La semaine dernière, un magistrat de la Cour des comptes, soupçonné d’agressions sexuelles, était placé en garde à vue.

Un dossier chaud bouillant pour la Chancellerie : le monsieur en question a conseillé successivement deux gardes des Sceaux : Christiane Taubira, puis Nicole Belloubet. Dès l’ouverture de l’enquête, il a été suspendu de ses fonctions.
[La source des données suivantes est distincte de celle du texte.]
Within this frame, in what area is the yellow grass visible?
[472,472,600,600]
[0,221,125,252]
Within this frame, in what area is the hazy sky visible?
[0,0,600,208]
Le dénouement a été tout autre avec un magistrat de Nîmes mis en examen pour violences conjugales : lui est toujours en poste. Ainsi en a décidé le Conseil supérieur de la magistrature (CSM).

Dans un avis daté du 13 octobre dernier demeuré jusqu’ici confidentiel, l’institution, présidée par François Molins, a estimé qu’il n’y avait « aucune urgence » à suspendre ce vice-procureur. Et pour cause : « Aucune preuve avérée de retentissement médiatique local, actuel ou à venir n’est rapportée. » Rigoureusement sic !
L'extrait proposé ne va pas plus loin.